First, I owe our proprietor here a review of Ignite Free or whatever from Confio. Here's the quick review: It's like liquid awesome poured into a coffee cup, ready to drink. Took 5 minutes to set up, 5 minutes to realize "holy crap I need to get this pointed at production NOW!". 5 minutes to ascertain the server load caused by monitoring (almost none). 1 minute to get it pointed to production, and then 5 minutes to start finding and fixing horrible queries. The biggest part of a performance tuning task is finding out what's slow. This tool DOES THAT FOR YOU. In a way that's complete, inobtrusive, fast, accurate, and amazing. If you're not using this tool, you're a tool.
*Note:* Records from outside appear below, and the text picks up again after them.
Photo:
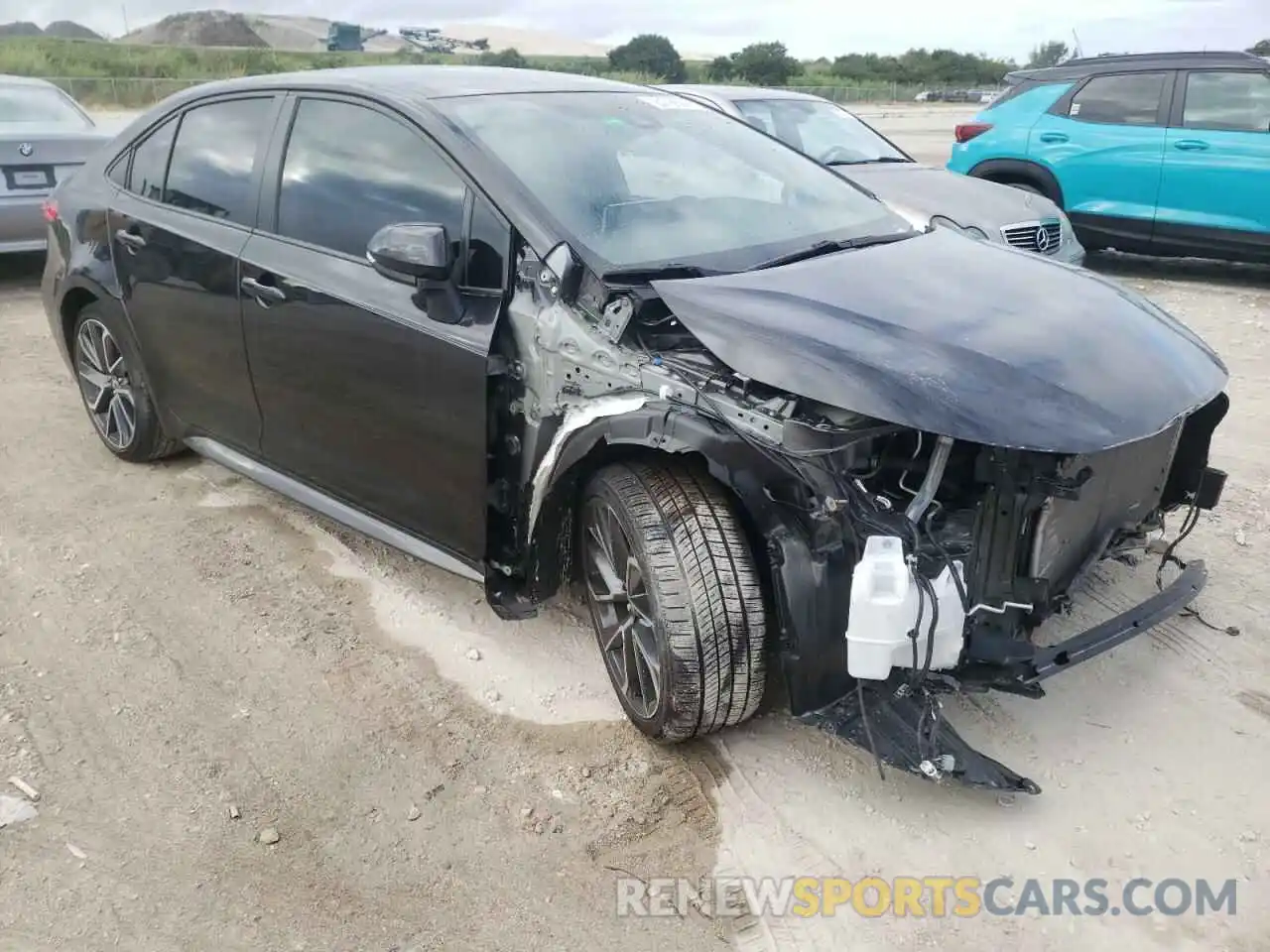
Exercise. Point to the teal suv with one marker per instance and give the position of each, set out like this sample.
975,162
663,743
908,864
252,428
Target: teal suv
1164,154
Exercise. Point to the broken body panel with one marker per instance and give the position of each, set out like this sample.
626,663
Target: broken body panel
1038,440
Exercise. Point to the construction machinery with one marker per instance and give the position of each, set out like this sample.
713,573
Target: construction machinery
349,37
431,40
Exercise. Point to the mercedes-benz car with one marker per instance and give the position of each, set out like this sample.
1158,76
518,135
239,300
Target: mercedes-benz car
540,329
45,136
1019,217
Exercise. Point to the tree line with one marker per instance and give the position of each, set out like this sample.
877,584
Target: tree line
771,64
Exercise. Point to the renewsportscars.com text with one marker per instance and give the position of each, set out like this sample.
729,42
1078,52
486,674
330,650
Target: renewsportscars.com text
938,896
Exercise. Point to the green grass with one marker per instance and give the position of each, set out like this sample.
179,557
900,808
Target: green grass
128,76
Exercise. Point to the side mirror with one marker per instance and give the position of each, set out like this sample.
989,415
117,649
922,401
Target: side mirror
412,253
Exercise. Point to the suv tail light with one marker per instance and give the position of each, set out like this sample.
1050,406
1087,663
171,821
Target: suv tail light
966,131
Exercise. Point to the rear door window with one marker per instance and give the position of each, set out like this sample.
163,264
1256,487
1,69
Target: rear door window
349,171
1129,99
1233,102
213,160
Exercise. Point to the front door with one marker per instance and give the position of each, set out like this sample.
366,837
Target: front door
1106,149
363,394
1215,186
177,229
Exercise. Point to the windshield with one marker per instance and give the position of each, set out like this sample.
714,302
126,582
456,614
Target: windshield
820,128
636,179
33,104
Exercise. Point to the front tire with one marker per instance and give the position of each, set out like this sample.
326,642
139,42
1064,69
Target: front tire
1028,186
114,393
675,597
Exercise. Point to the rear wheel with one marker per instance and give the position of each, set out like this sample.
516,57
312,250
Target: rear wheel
675,597
113,390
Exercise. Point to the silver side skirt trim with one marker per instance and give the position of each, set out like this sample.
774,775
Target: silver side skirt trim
331,508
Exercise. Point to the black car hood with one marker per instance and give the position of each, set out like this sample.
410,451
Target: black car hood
964,199
957,338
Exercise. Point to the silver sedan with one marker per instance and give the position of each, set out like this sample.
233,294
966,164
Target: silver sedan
45,136
922,194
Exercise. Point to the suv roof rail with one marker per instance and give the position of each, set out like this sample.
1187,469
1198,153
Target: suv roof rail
1087,64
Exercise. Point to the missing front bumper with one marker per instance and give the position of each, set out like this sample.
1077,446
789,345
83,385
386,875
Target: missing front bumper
906,729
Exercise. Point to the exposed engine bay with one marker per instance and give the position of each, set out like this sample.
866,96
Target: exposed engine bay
903,563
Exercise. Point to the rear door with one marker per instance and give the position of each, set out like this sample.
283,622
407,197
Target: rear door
1215,186
177,229
1103,141
363,394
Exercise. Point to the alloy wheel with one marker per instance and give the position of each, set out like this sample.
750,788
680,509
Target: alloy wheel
104,384
620,607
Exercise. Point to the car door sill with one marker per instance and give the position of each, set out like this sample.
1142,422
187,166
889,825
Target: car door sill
329,507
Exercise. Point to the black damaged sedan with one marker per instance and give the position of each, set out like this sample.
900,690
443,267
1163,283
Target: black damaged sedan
541,329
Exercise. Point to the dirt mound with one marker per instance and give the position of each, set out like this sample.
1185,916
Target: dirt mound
70,30
21,28
198,28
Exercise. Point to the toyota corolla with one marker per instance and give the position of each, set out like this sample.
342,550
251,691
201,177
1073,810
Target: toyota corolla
538,327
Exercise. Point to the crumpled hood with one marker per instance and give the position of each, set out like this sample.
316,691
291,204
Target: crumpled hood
957,338
964,199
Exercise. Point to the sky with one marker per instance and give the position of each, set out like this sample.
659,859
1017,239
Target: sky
810,28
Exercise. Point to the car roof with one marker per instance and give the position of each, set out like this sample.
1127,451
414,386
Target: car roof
1135,62
425,81
735,93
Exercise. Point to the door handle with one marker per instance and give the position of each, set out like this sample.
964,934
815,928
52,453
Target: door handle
131,240
263,294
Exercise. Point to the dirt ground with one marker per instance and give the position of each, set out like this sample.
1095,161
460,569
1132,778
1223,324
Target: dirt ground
189,661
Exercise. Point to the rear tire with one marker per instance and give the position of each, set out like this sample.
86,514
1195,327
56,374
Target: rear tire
683,626
113,389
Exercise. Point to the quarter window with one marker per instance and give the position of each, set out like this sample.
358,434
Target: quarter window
214,157
350,171
1132,99
150,163
486,249
1237,102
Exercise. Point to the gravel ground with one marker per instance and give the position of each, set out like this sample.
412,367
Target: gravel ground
190,666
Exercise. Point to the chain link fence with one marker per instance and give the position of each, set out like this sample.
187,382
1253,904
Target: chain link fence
107,93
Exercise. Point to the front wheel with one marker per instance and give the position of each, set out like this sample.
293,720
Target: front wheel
1028,186
114,393
675,597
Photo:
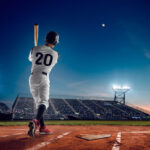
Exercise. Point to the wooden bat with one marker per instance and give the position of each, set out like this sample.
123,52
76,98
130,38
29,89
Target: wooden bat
36,28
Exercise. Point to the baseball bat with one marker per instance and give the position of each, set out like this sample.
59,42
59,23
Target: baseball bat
36,28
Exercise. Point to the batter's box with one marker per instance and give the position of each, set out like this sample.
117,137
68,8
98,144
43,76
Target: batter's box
91,137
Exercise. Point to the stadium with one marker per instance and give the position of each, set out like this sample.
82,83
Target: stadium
70,119
97,95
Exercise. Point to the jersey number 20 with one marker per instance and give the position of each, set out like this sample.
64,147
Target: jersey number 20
47,59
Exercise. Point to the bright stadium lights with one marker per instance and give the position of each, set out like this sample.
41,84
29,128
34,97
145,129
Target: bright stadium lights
120,92
118,87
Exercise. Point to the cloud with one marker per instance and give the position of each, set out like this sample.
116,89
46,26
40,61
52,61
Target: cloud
75,84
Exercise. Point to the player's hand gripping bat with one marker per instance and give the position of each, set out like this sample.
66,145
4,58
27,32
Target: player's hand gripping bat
36,28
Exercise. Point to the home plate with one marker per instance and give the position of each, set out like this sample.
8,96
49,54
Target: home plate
90,137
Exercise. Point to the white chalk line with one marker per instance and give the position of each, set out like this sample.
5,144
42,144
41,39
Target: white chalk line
137,132
116,145
38,146
11,135
118,138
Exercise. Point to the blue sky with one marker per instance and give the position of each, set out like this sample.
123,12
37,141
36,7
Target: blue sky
92,57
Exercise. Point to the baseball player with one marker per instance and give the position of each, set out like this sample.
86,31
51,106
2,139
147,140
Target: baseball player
43,59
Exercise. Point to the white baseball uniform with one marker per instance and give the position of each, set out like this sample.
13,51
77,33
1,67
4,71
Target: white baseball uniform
43,59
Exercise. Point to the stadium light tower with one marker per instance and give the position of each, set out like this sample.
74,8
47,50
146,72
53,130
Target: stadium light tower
120,92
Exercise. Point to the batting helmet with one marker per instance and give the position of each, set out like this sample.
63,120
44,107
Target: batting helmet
52,37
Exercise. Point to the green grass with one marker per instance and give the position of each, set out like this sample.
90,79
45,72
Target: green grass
80,122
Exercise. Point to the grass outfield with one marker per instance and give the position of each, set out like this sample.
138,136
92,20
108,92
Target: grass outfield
80,122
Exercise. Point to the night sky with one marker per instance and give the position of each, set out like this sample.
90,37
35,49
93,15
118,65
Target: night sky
92,57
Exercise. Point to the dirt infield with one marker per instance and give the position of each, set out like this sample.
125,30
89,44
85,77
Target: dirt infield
66,138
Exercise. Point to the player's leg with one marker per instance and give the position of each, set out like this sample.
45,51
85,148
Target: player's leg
34,124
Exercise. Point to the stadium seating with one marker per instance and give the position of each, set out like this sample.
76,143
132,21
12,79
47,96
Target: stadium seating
64,109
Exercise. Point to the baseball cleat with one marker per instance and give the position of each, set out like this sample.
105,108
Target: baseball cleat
44,130
33,125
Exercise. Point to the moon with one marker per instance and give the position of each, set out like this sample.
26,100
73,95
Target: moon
103,25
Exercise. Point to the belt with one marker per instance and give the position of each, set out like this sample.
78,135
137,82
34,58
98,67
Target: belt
44,73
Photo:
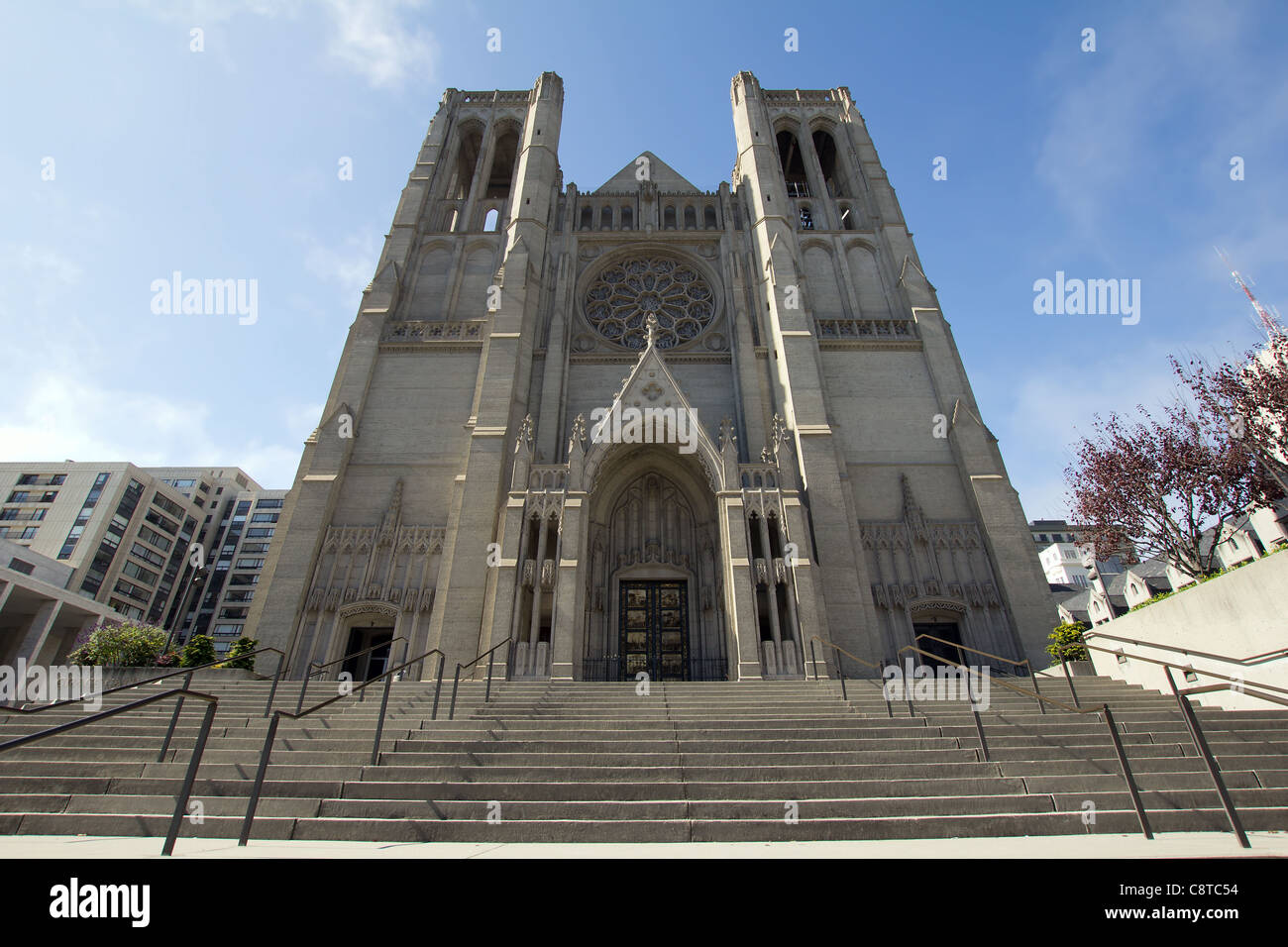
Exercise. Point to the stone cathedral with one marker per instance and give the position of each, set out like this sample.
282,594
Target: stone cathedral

Second, I want do a nice writeup of Change Data Capture, which looks just unbelievably good. This one feature is good enough to justify an Enterprise Edition license. Seriously. It's that good. I'm gonna get this project done and then do a review for y'all.
Looking on teh interwebs for some example of how to write a very simple MERGE statement. I haven't done much with MERGE. I want to update one column, one row, from a variable. If the row exists, update, if the row doesn't exist, insert it. This is, in my mind, the bread-and-butter MERGE. What MERGE was written to do. Yeah, it'll do a ton more than that, but the very simplest case, the degenerate case, would be something stupidly simple. There are a bunch of really simple people on teh interwebs, I'll ask Mr Google how to do this. I'm sure someone's covered it...
Every single example I found on the internet was a regurgitation of the one in Books Online. Every Last One. Blog posts by renown MVP's, social.msdn posts from people who want to be MVP's. Basically cribbing BOL for content and changing some column/table names around. It was funny and sad at the same time. Wow, really, you can do a join in a MERGE? Fascinating. But that's something I'll do once in a blue moon, why did you pick that example Mr Blog Post Author? Oh, because it's the one in BOL and was the least amount of work. Sigh. Nobody really explained what every line of MERGE does. Because that would be useful and involve work and wouldn't be easy to search engine optimize, so wouldn't provide revenue.
Since the proprietor here pays me a flat rate in beer, I don't care about revenue. So here ya go, actual useful content.
declare @From_LSN_Leadraw binary(10)
SET @From_LSN_Leadraw = sys.fn_cdc_get_min_lsn('dbo_leadraw')
merge into CDCTransactionTracking
Using (select @From_LSN_Leadraw From_LSN_Leadraw) Source
on CDCTransactionTracking.Tablename = 'LeadRaw'
when matched then update set MinLSN = Source.From_LSN_LeadRaw
when not matched then insert (TableName, MinLSN) values ('LeadRaw', Source.From_LSN_LeadRaw);
So let's break this down.
First, specify the target table, in this case CDCTransactionTracking. I could alias this to a name like Target, but this is an engineering POC, not pretty production code. The next line specifies the data source. You can't source from a scalar variable, so this does a select and creates a little quickie rowset that is enough to fool the compiler and let it run.
Yes you could use a table variable here. Every time you create a table variable, god kills a kitten. I don't particularly like cats, but that's just unnecessarily cruel.
Next, the ON clause. We need to define what's going to join the target and the source. In this case, that's a constant.
After that, what should happen when the statements match. When that happens I just want to do an update. Easy peasy. That line could also read set MinLSN = @From_LSN_Leadraw. Same thing.
Then when we don't match, we want to do an insert. Pretty straightforward. Again, could do @From_LSN_Leadraw.
There ya go. Original work. On the internet. No kittens harmed or copy/paste/Search/Replace from BOL.